Al sentir que me venía, como de costumbre, detuve el julepe y empecé a levantar el culo para ir sacándoselo lentamente. Pero ella empezó a gritar que no, que "ahora no" y lanzó sus manos en forma de garra hacia mi trasero halándome hacía dentro de ella. En ese momento, cuando tenía las uñas hundidas en mis nalgas, sorpresivamente se apagaron todas las luces de la habitación mientras ella recibía el vergajazo de su vida. Una falla eléctrica generalizada había dejado a la ciudad sumida en la edad media y hacia allá íbamos nosotros.

Estando completamente a oscuras yo tenía la auténtica sensación de haberla atravesado de sur a norte, desde la cuca hasta la garganta y con un fuerte deseo y resolución de querer partirla en dos mitades, yo la batuqueaba sin compasión pero ella me rogaba que le diese "más duro" como si no le bastase.

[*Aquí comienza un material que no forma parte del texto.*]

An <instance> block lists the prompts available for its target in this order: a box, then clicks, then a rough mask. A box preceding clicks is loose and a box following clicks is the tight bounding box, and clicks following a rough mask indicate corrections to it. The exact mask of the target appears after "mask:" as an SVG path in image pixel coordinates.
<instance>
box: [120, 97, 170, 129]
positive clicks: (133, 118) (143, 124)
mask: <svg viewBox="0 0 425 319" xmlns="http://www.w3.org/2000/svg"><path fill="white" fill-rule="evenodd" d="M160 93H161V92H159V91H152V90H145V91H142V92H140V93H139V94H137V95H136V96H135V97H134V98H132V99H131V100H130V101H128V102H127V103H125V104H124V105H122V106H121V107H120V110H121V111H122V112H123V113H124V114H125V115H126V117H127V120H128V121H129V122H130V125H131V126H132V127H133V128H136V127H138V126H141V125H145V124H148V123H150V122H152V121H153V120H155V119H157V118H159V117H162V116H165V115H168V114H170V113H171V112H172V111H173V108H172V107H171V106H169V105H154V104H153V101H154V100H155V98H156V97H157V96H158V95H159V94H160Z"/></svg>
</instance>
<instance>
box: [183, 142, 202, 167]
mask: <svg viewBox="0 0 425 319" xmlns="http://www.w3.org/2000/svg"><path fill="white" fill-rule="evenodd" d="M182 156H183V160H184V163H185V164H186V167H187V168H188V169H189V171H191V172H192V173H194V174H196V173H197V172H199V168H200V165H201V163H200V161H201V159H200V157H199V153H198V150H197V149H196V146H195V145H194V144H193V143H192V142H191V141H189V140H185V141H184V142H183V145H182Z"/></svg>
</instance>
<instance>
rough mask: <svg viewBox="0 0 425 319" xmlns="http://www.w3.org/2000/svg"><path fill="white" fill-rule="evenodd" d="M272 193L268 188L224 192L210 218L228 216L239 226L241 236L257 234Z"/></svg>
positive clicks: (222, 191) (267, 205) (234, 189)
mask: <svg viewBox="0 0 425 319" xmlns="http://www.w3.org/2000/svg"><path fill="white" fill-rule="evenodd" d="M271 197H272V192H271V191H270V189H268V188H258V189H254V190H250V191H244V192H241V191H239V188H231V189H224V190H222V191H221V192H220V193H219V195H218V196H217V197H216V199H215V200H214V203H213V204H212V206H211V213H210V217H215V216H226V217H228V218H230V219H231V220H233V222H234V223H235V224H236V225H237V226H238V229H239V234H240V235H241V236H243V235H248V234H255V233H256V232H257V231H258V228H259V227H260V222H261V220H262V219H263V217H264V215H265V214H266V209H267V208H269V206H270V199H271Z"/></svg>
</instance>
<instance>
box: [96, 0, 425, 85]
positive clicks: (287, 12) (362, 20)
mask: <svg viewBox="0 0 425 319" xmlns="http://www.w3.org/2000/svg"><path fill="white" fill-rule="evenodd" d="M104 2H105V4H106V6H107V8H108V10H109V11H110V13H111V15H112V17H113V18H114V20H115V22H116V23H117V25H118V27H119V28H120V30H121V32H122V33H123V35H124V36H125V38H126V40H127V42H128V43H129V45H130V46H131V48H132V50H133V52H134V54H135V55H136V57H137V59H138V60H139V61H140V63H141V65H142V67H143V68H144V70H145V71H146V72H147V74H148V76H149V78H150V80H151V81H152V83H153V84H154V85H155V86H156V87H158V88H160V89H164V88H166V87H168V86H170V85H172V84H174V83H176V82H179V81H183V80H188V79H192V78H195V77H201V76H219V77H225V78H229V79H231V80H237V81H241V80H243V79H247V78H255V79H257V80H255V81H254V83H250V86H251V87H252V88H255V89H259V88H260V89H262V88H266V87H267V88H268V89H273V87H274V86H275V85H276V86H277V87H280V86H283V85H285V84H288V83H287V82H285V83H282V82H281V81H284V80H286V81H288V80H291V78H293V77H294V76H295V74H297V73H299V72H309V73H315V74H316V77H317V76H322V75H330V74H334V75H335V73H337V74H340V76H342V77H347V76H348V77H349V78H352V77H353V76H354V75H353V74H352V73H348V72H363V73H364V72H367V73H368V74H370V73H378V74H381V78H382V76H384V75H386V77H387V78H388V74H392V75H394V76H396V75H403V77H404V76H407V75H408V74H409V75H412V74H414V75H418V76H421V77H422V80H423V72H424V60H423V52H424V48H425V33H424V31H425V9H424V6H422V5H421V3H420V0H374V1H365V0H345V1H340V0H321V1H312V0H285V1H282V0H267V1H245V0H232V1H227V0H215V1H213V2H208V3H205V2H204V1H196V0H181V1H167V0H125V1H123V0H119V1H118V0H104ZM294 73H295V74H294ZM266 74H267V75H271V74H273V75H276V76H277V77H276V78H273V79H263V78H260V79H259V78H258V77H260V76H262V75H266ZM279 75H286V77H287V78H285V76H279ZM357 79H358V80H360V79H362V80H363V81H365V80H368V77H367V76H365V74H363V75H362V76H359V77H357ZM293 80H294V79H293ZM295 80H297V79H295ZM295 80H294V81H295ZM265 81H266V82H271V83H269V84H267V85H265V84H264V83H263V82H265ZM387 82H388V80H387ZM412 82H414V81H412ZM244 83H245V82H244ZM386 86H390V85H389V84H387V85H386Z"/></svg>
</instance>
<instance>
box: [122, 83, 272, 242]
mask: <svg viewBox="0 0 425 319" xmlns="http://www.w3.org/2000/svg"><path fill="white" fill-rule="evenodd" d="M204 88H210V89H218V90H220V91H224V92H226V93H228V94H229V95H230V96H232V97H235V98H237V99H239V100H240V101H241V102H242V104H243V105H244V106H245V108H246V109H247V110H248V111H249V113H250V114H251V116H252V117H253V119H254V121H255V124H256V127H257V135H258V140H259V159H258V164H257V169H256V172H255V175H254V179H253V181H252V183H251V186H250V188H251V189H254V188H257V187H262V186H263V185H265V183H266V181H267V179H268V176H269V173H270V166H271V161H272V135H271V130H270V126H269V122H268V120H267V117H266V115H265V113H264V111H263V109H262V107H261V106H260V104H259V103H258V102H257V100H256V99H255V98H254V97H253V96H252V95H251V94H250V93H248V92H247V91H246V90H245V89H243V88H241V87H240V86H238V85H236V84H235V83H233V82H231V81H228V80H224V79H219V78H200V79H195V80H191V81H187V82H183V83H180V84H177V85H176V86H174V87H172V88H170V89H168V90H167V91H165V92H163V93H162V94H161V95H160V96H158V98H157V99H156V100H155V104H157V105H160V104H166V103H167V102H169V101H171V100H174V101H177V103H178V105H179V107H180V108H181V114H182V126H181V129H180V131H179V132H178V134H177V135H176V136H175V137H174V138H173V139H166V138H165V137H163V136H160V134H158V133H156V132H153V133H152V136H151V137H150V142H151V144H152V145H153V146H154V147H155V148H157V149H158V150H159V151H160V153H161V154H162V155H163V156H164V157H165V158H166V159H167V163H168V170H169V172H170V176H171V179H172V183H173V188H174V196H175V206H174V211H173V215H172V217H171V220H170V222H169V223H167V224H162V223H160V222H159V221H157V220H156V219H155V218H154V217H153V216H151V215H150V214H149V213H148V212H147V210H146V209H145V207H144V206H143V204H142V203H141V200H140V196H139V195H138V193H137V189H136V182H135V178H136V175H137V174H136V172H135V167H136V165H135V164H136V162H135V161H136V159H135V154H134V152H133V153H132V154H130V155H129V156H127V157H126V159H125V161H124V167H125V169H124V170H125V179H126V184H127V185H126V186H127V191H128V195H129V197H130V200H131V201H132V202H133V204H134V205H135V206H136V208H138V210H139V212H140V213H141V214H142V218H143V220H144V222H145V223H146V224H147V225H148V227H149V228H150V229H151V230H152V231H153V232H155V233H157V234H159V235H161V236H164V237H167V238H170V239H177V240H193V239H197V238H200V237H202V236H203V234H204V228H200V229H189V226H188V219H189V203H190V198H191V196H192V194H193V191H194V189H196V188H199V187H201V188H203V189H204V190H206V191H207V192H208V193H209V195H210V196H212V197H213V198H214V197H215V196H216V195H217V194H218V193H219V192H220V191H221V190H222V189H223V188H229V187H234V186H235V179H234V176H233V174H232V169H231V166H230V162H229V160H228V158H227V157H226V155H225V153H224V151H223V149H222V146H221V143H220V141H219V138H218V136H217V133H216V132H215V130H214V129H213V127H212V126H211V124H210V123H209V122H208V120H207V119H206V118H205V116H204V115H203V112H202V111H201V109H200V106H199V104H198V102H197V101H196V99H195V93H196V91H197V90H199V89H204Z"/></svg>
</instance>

Nos llenamos de sudor puesto que el aire acondicionado no estaba funcionando y habíamos perdido la noción del tiempo porque el reloj también estaba apagado y, mientras la mujer se tensaba al máximo y me pedía perdón e imploraba por su vida, más su merecido yo le daba con salvajismo y crueldad.

Intenté nuevamente hacer marcha atrás, pero ésta vez sin tanta parsimonia y con la intención de volver a empujárselo otra vez con enérgica rapidez pero, al entonces sacárselo casi en su totalidad, ella dio un angustiado revuelco procurando ensartarse por sí misma que desconectó completamente nuestros genitales y, al no reencontrarnos en medio de aquella total oscurana, el pánico se apoderó de ambos. Al ella tratar de incorporarse para hallar mi erección, con total enajenamiento, dio un giro con el que quedó boca abajo, y yo, en mi desesperación y urgencia por metérselo otra vez, la agarré como mis manos la encontraron y ¡zasss! hasta el fondo de su cuca fue a dar mi báculo haciendo contacto con su útero y con su Punto Grafenberg o Punto G.

La rugosidad vaginal que ella aún tenía producto del sexo "arenoso" al que había sido sometida por el patán no alcanzó a formarse en aquel lugar tan sensible y Dulce estalló en placer... jadeaba, se batía, se retorcía y me pedía "más así". Sin detenerme a reflexionar que esa posición por atrás no era de nuestro gusto practicarla, me ensañe con ella hasta que se le desencadenaron entonces una serie de convulsiones orgásmicas deliciosas y celestiales al tiempo que el magma de mi torrente espermático inundaba y desbordaba su caverna.

"Ahora sí que soy tuya... toda tuya, mi amor", me dijo cuando pudo hablar y, sin preocuparse por nuestro aseo, nos abrazamos con exquisita dulzura.

Cuando la energía eléctrica regresó apagamos las luces para siempre.